Millions of Indian brick workers are trapped in bonded labor and regularly cheated out of their wages, an anti-slavery group yesterday said as it demanded government action.
A study by Anti-Slavery International in the northern state of Punjab said workers are often rescued by non-governmental organizations only to return to the kilns, needing back wages owed to them or lacking other opportunities.
There are an estimated 10 million workers toiling amid punishing heat and life-threatening pollution at tens of thousands of small-scale brick kilns in India.
Photo: AFP
The kilns have become part of the underbelly of India’s economic miracle, producing building materials for gleaming offices, factories and call centers sprouting up across the world’s seventh-largest economy.
Impoverished families are often forced to involve their children in hard labor since workers are paid by the number of bricks made.
The Invisible Chains report found 65 to 80 percent of children under 14 working for an average of nine hours a day over the hot summer months.
“We have found appalling levels of bonded labor and child labor ... young children are working for nine hours a day in a dusty air filled with chemicals rather than going to school,” said Sara Mount, the group’s Asia program manager.
“Often brick kiln workers are rescued from a situation of bonded labor in brick kilns in one season, but then have little choice in the following season but to work in the brick kilns again,” she said in the report.
Bonded labor is illegal in India, but rules are regularly flouted to maximize profits with little fear of the law.
Scenes of sweaty bare-footed workers hauling heavy loads and hacking at clay show the economic benefits of India’s speedy growth are yet to reach the marginalized sections of society.
The report is based on testimonies from families who have worked in the kilns in squalid conditions.

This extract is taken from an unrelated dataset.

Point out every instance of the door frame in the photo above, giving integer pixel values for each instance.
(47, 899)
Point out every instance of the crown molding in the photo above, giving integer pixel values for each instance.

“We toiled day and night for five months, but we were barely paid the wages,” Nohar Bai, 35, said.
“Together with my husband we would make some 1,400 bricks in a day. We were a group of 23 people and at night they would lock us all up in a small room. We were treated worse than slaves,” she said by telephone.
Rinky, a 26-year-old mother of one, said her employers owed her family 32,000 rupees (US$498) — a fortune for many in a country where millions live on less than US$2 a day.
“We will not go back again to work there even if it means we will have to forgo what is our rightful earning,” she said.
Punjab Labor Commissioner Tejinder Singh Dhaliwal denied rules were being flouted with impunity at the kilns.
“Whenever we get any complaint we act promptly. On the whole conditions are not too bad,” he said.
“Even otherwise we conduct our own surveys and wherever needed we take action. I don’t think rules are being flouted,” he said.
Figures cited in the report said nearly 90 percent of the kilns do not have access to running water and an average family lives in a cramped 7.6m2 room at the site.
Volunteers for Social Justice, Anti-Slavery International’s partner in the research, said systemic changes were needed to overhaul the exploitative industry.
“The government must ensure workers are paid minimum wages regularly. This would help reduce poverty and vulnerability of families, so there is less need for children to work,” said Jai Singh, director of the group.
“It is time the government takes responsibility and ends this exploitation that shouldn’t be taking place in the 21st century,” he said.